Ce petit mouvement sentimental laissa le juge très-froid.
—Par conséquent, demanda-t-il, vous acceptez la déposition de ce militaire?
L'homme hésita, comme s'il eût flairé un piège et calculé la réponse.
—J'accepte!... dit-il enfin; bast!...
—Très-bien. Ce soldat, vous devez vous le rappeler, voulait se venger de Lacheneur, lequel, en lui promettant de l'argent, l'avait entraîné dans un complot.

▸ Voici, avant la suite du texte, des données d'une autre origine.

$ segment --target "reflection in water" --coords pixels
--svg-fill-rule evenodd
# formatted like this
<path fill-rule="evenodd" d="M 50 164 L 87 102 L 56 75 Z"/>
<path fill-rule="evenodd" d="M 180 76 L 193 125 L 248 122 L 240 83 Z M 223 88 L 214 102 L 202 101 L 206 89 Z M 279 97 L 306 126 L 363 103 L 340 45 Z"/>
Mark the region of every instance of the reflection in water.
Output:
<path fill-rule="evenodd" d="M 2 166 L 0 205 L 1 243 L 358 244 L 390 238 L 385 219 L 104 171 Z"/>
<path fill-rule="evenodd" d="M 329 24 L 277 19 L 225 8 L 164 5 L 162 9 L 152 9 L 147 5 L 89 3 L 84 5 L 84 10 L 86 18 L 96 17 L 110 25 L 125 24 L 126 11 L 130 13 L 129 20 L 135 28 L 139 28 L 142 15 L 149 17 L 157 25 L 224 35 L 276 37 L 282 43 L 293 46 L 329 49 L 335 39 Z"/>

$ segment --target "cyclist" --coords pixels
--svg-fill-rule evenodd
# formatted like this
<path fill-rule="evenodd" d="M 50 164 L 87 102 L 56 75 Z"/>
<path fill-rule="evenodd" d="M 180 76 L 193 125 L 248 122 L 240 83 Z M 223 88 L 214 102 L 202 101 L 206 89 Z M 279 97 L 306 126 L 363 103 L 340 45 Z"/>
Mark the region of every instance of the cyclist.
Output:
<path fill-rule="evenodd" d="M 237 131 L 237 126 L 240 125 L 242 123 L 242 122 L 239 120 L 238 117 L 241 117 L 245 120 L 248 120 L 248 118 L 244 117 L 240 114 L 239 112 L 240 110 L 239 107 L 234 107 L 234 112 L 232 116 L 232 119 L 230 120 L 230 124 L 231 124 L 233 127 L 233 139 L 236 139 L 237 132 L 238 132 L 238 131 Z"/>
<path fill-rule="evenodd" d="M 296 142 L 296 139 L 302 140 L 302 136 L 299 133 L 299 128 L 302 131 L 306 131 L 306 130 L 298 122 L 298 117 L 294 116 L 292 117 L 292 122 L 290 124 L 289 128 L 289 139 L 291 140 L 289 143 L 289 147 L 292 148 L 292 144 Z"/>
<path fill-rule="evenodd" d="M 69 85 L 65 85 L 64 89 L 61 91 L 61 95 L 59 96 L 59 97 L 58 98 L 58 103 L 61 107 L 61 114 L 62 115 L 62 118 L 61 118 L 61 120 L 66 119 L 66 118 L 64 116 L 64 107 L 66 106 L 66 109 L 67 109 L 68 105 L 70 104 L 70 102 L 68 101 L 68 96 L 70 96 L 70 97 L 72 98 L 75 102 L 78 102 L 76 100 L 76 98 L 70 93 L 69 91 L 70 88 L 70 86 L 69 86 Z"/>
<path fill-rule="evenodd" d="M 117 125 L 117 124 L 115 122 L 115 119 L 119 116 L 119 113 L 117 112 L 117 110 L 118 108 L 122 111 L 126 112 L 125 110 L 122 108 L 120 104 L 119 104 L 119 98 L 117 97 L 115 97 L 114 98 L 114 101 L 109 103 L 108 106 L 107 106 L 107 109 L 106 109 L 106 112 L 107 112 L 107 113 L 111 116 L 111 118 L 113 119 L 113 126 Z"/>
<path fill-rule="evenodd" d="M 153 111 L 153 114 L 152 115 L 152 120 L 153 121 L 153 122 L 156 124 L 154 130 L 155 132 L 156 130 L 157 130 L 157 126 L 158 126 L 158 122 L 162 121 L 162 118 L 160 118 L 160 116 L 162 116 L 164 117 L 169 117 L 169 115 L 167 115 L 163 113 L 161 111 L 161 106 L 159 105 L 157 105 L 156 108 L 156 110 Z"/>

Contre qui ce complot?... Contre vous, évidemment. D'un autre côté, vous prétendez n'être arrivé à Paris que ce soir-là même, et n'avoir été conduit à la Poivrière que par le plus grand des hasards... Conciliez donc cela.
Le prévenu osa hausser les épaules.
—Moi, dit-il, je vois les choses autrement. Ces gens tramaient un mauvais coup contre je ne sais qui, et c'est parce que je les gênais qu'ils m'ont cherché querelle à propos de rien.
Le coup du juge était bon, mais la parade était meilleure; si bien que le souriant greffier ne put dissimuler une grimace approbative. Lui, d'abord, il était toujours du parti du prévenu... platoniquement, bien entendu.